Reprezentacja Polski skompromitowała się na Euro 2012
Reprezentacja Polski przegrała z Czechami, jednak wcześniej zaledwie remisowała z Grecją i Rosją. Wydaje się, że w meczu otwarcia zasługiwaliśmy na znacznie więcej, niż tylko jeden punkt, choć gdyby nie obroniony rzut karny, to moglibyśmy i przegrać. Z Rosją zaprezentowaliśmy się znacznie słabiej, a w starciu o wszystko z Czechami zespół nie przypominał jednej drużyny.
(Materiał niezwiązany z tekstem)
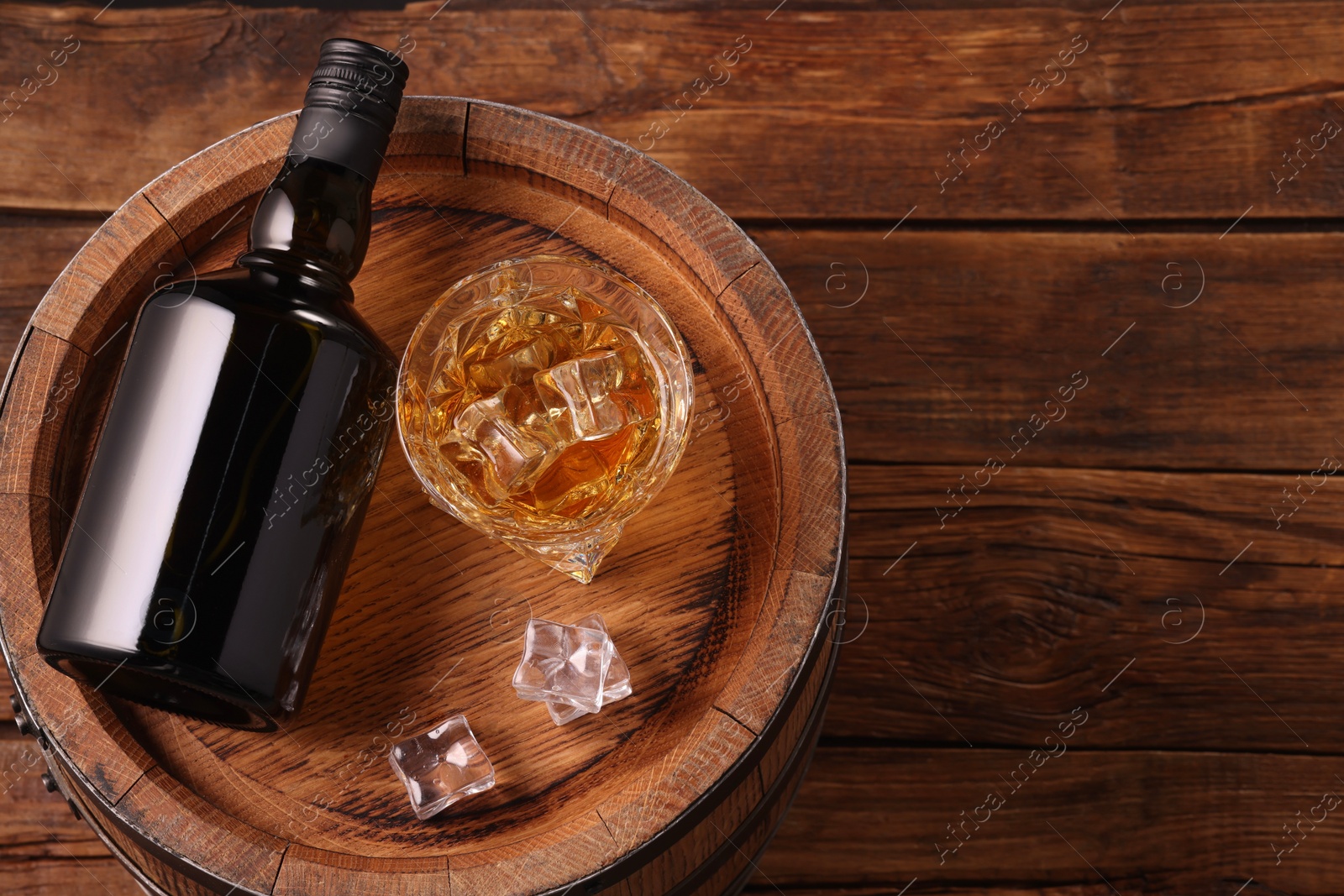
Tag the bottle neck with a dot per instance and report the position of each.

- Niech każdy pomyśli, ilu piłkarzy młodych można było powołać wtedy do reprezentacji. Akurat był taki moment po odejściu Leo Beenhakkera, kiedy nie było wielu takich zawodników. Później widziałem, jaką kadrę posiadał Adam Nawałka. Ilu teraz we Włoszech gra młodych, utalentowanych piłkarzy? Kiedyś jak grał jeden, to był już sukces. Można ich było policzyć na palcach jednej ręki - powiedział Franciszek Smuda w programie "Eleven Call Live".
Reprezentacja Polski. Franciszek Smuda tłumaczy porażkę na turnieju
Selekcjoner sprowadził cały problem Polaków do tego, że na Euro 2012 było mniej zdolnych zawodników, niż podczas chociażby Euro 2016. Wydaje się to jednak dość nietrafione, biorąc pod uwagę, że trzon zespołu tworzyło trzech zawodników, którzy rok później zagrali w finale Ligi Mistrzów, a także między innymi bramkarz Arsenalu. Fani nie zgadzają się z tego typu twierdzeniem.